Oh, you’re Muslim? NICE TRY STILL A BIG DEAL IN THE Q’URAN TOO! They would’ve made pictures if the Q’uran didn’t also ban images of humans.
(photo from The Cloisters, great place to learn about a lot of “off center” medieval Christianity)
Anthony Van Dyck, Self-Portrait.
“Possibly 1620-1.” Art historians, DO YOUR JOBS and get that “possibly” out of there.
“A precocious talent…” yeah I bet he was, The Met.
That’s his “The Avenue In The Rain” past Barry. Pronounced “Child HASS-m.”
(if I don’t cite a picture’s source it’s from wikipedia commons or I took it myself)
The statue of Molly Malone in Dublin is basically a sculptural softcore boobie pic for dudes who fetishize fishmongers, right?
Also of note in Dublin statuary, Oscar Wilde. I mean, c’mon dude. Sit up! :
Fitz Hugh Lane: When he was eighteen months old, in his father’s yard, Fitz Hugh Lane grabbed a handful of some kind of weed and put it in his mouth. John J. Babson’s History of the Town of Gloucester (1860) says it was “apple-peru.” It may have been jimsonweed. No matter. Fitzhugh “was so unfortunate as to lose the use of his lower limbs in consequence, owing to late and unskillful medical treatment.” He was paralyzed.

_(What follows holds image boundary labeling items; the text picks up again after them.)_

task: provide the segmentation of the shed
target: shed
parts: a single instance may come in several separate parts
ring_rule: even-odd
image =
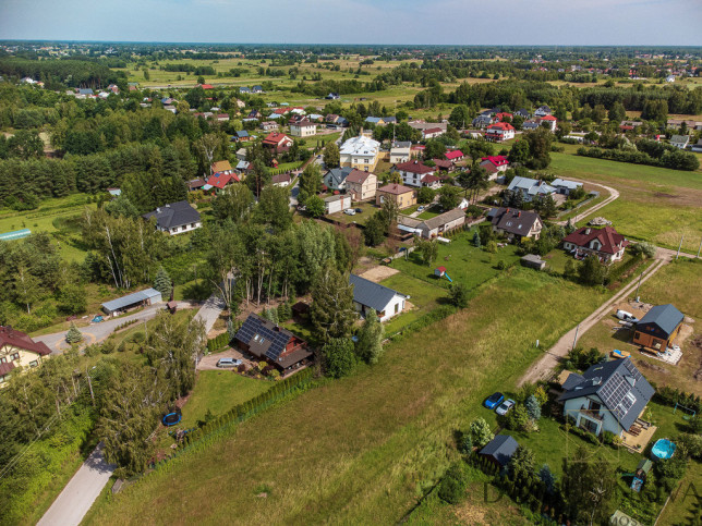
[[[519,448],[519,444],[512,437],[509,435],[498,435],[481,450],[480,454],[491,462],[505,467],[509,464],[517,448]]]
[[[118,297],[110,302],[105,302],[102,304],[102,310],[112,315],[114,313],[129,310],[135,307],[154,305],[156,303],[161,303],[162,301],[161,293],[156,289],[145,289],[143,291],[128,294],[126,296]]]

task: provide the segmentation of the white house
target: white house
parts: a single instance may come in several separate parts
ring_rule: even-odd
[[[349,276],[349,283],[353,285],[355,310],[361,316],[365,316],[368,309],[373,308],[380,321],[386,321],[402,313],[404,301],[410,297],[355,274]]]
[[[566,417],[596,436],[629,431],[655,393],[629,357],[571,372],[562,388]]]
[[[325,213],[336,213],[347,208],[351,208],[350,195],[332,195],[324,199]]]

Apprenticed to a printmaker in Boston, he soon became famous for his paintings of ships and sunsets. He decided to go back home. On a peninsula called Duncan’s Point in Gloucester, he designed and built his own home. He didn’t like the name Fitz Hugh and with some difficulty had it changed legally to Fitz Henry. So in catalogs or museum signs he’s sometimes called that. He was well-known and loved in Gloucester.

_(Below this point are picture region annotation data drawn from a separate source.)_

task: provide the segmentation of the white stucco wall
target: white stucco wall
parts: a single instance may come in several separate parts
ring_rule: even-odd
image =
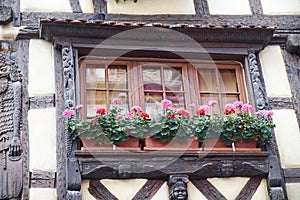
[[[267,15],[300,14],[299,0],[261,0],[263,13]]]
[[[29,97],[55,93],[53,46],[45,40],[30,40],[28,93]]]
[[[55,108],[28,111],[29,169],[56,172]]]
[[[72,12],[69,0],[21,0],[21,12]]]
[[[279,46],[267,46],[259,53],[268,97],[292,97],[285,63]]]
[[[248,0],[208,0],[212,15],[251,15]]]
[[[195,14],[193,0],[133,0],[123,1],[117,4],[115,0],[108,0],[108,13],[122,14]]]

Fitz Hugh had a very close friend, all his life, Joseph Stevens, who was from an old Gloucester family. The story’s told that one day, when they were boys, Joseph Stevens rigged up a special contraption of ropes and pulleys to lift Fitz Hugh high up in the masts and rigging of a ship, so he could look out at the harbor.* Fitz Hugh died in Joseph Stevens’ house, with Joseph Stevens at his bedside.
– from Crawley’s Lives of The Heroes Of Boston (1958), which I cannot recommend highly enough. Get yourself the reissued 1998 paperback for like a dollar on Amazon.

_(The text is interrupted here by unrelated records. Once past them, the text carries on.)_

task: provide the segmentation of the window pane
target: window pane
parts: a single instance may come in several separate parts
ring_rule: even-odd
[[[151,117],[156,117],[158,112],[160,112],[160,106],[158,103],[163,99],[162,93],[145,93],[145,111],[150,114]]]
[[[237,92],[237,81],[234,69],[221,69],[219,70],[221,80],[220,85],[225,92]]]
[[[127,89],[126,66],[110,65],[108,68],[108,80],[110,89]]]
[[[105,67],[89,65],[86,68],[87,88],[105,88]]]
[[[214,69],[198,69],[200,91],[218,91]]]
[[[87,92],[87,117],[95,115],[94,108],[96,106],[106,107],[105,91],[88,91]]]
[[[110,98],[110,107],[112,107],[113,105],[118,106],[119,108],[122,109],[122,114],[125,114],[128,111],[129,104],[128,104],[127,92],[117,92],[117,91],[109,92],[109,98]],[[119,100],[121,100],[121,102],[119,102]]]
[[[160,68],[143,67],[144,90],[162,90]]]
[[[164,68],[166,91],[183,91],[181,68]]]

Once in winter I drove up to Gloucester to the Cape Ann Museum (got the top picture from their website) to view the Fitz Hugh Lanes.** On the streets of Gloucester with the wind I was as cold as I can ever remember being.
Fitz Hugh Lanes: good name for a Gloucester bowling alley.
*Crawley notes here that he is citing John Wilmerding‘s book Fitz Hugh Lane. Crawley always acknowledges, often at tedious length, that he has done no scholarship of his own and relies on the work of others.
** Much like the Scottish guy Indiana Jones pretends to be in “Last Crusade” drives up to the castle “to view the tapestries.”
The Exhumation of the Mastodon 1805-1808:
The wheel pictured reminded one correspondent of The Falkirk Wheel:
“To Peale, the behavior of animals served as a model for a moral, productive, and socially harmonious society,” says Wikipedia, citing David R. Bingham in the Huntington Library Quarterly.